Kellyn slammed the door shut. “There, was that so bad?”

“Thank you Kellyn.” Dabin said. Lair took her leave of him, and Dabin went to work on the next panel, cheerfully singing his little tune. One of the guards finally had heard enough and walked over to Reece.

*Oh boy, here we go.* Thought Reece to himself. February looked over her shoulder, having heard his thought.

*Be careful.* She warned.

“MUST you keep singing that?” The guard asked through gritted teeth.

“It helps me focus.” Dabin said.

“It is AGGRIVATING. I think you should work in silence.”
Reece put his hands on his hips indigently and cocked his head to the side.

“Hey, look, I have work to do here, and if its not done, your communications systems aren’t going to work when the time comes. Do you want to explain to Kumquat that the reason why our work isn’t done is because you kept slowing us down?”

“Yeah come on, I can’t concentrate with all these negative vibes in the room!” February chimed in.

The guard set his jaw, spun on his heel and rejoined his mates.

“Just keep on walking.” Dabin mumbled, than began his singing again.

*You got anything over there yet Bru?*

*Just a few more minutes.*

Rada had taken advantage of the commotion to briefly transfer power from his tricorder to one of the comm-units. Little did the guards know he was currently trying to hack his way into the security system. Kellyn hovered next to him, offering her help.

The chief engineer had nearly completely dismantled the panel, leaving wires and parts dangling everywhere to give the impression that the unit required massive repairs. That afforded him the luxury of working in one place for quite a while.

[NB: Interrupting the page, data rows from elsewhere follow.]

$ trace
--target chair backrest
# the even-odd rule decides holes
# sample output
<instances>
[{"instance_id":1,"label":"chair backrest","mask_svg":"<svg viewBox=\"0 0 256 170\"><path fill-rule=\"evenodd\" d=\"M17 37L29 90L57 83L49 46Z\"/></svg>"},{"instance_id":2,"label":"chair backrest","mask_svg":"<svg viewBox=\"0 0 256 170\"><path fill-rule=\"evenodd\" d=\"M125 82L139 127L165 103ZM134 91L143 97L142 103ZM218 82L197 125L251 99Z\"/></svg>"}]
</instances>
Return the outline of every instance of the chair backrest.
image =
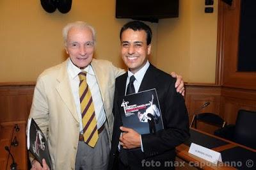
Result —
<instances>
[{"instance_id":1,"label":"chair backrest","mask_svg":"<svg viewBox=\"0 0 256 170\"><path fill-rule=\"evenodd\" d=\"M226 123L220 116L212 112L203 112L193 116L190 127L192 127L195 122L195 128L196 128L196 121L198 120L220 127L223 127Z\"/></svg>"},{"instance_id":2,"label":"chair backrest","mask_svg":"<svg viewBox=\"0 0 256 170\"><path fill-rule=\"evenodd\" d=\"M256 111L239 110L236 121L234 140L256 149Z\"/></svg>"}]
</instances>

Nearby, February had finally gained access to some of the message logs. She, like Rada, used the tricorder to power one of the units. She moved the device up and down to give the impression she was scanning the panel for some unseen problem, when in fact she was actually downloading log files to the device that she intended to read for clues.

A moment later her tricorder began beeping wildly, and the noise caught the attention of one of the guards.

*Great, * Grace thought. . .

*What great? * Dabin asked, but then he glanced over and saw that she was already looking way up at a guard who loomed over her. No small thing herself, Bru figured this guy had to be at least seven feet tall.

“Power fluctuation.” She shrugged, holding up her tricorder while doing her best to obscure the reading that it displayed. She had no idea if the guard would have the technical knowledge to understand the binary code she’d downloaded, but she was taking no chances.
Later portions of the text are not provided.